Son approche s’apparente à celle d’un sociologue ou d’un anthropologue ; il scrute un environnement très fermé comme on peut observer une tribu inconnue. Le plaisir de regarder ces images tient à cette curiosité que l’on a de découvrir la face cachée des choses. C’est d’ailleurs l’intérêt pour l’humain qui a amené Christian Lutz à la photographie. «Je traîne devant des portes jusqu’à ce que l’une d’elles s’ouvre».
Protokoll est un voyage qui commence en Suisse et se poursuit dans d’autres villes européennes, aux Etats-Unis, en Chine et jusqu’au Tibet.
Comme l’écrit Christian Lutz, «ces photographies ont été réalisées principalement à l’occasion de déplacements à l’étranger de plusieurs délégations du Département fédéral suisse de l’Intérieur.
Ce travail a été motivé par un rapport ambigu, fait d’attirance et de répulsion, que j’entretiens avec l’autorité, le pouvoir et les systèmes hiérarchiques.
J’avais l’intention depuis longtemps de confronter la photographie que je pratique à certains codes de comportement liés au pouvoir.
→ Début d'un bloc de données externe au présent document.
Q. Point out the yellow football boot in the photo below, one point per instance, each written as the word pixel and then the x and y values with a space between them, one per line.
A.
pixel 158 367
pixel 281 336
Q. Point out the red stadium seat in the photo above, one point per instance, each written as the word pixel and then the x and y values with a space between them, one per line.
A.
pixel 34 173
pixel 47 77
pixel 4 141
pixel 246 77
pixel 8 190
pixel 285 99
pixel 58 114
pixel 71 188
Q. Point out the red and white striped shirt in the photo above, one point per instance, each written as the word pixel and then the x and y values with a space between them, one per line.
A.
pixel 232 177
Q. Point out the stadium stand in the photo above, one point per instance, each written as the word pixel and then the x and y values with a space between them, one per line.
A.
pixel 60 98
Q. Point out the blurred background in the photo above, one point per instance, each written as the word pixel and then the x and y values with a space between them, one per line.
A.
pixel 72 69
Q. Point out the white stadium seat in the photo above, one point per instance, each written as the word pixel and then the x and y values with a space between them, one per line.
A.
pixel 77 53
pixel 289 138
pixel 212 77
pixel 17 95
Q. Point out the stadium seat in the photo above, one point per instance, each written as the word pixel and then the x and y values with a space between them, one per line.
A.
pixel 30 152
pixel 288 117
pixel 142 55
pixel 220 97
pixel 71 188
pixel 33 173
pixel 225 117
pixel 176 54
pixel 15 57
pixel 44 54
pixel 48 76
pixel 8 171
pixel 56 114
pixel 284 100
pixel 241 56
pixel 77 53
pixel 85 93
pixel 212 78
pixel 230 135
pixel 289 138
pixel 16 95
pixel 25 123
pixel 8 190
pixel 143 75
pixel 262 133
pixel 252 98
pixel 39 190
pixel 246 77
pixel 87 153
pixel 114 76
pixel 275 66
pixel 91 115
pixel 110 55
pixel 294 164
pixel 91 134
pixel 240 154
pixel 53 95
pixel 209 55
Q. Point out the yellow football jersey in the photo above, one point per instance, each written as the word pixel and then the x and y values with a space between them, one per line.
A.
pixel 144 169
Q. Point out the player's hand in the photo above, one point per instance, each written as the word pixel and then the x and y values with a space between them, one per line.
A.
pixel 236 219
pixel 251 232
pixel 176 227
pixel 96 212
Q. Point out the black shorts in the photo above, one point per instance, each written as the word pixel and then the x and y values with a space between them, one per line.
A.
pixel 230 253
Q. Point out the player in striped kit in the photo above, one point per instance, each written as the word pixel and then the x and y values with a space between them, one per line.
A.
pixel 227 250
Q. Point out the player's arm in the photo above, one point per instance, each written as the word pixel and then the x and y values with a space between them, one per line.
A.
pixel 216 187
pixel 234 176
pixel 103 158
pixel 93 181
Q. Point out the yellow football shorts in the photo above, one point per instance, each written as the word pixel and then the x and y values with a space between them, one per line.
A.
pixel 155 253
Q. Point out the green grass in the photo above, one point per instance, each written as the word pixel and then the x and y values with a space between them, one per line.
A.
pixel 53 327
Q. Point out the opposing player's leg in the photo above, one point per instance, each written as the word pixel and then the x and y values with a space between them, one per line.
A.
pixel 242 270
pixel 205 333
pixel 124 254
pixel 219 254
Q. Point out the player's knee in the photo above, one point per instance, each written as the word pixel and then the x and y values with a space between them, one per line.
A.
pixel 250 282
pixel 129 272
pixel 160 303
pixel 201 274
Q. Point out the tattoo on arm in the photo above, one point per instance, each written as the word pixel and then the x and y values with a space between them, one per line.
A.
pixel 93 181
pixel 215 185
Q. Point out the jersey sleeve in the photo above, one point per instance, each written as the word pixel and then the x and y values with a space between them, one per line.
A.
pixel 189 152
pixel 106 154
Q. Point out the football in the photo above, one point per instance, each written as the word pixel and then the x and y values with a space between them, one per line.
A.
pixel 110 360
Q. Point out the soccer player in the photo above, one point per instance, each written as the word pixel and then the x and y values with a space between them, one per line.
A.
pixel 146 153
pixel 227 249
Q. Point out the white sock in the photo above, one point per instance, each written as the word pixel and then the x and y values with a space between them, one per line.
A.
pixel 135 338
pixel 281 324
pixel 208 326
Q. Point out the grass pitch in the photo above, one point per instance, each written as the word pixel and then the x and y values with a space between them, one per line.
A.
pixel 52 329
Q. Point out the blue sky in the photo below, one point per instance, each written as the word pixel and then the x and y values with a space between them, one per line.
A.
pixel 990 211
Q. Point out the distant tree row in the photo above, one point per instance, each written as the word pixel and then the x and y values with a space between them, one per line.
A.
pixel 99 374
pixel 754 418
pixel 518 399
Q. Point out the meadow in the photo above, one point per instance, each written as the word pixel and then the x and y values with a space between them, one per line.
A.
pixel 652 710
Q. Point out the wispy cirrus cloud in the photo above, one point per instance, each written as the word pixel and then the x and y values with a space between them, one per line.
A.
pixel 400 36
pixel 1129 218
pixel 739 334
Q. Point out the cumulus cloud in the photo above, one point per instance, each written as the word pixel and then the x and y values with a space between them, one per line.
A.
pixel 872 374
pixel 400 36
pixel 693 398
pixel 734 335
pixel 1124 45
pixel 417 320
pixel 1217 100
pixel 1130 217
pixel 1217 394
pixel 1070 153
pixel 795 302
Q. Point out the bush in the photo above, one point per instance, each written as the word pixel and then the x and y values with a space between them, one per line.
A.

Peut-être pour pouvoir mieux les tolérer ensuite.
Ma rencontre avec le Président de la Confédération suisse alors que je séjournais à New York en 2003 m’a permis de réaliser mes premières prises de vue.
J’ai d’abord dû faire face au temps nécessaire pour approcher les protagonistes de ce reportage, manquant beaucoup d’images à tenter de rattraper leurs limousines et étant souvent refoulé faute d’autorisations. Je me demandais continuellement quelle serait la dernière porte que l’on me laisserait franchir…
Par la suite, j’ai eu l’opportunité de me rapprocher franchement des personnages de mon histoire. C’est alors qu’il s’est agi de mesurer l’écart qui me sépare d’eux. J’étais le bienvenu au cœur de leurs activités, mais il m’a fallu prendre suffisamment de recul pour garder une distance critique.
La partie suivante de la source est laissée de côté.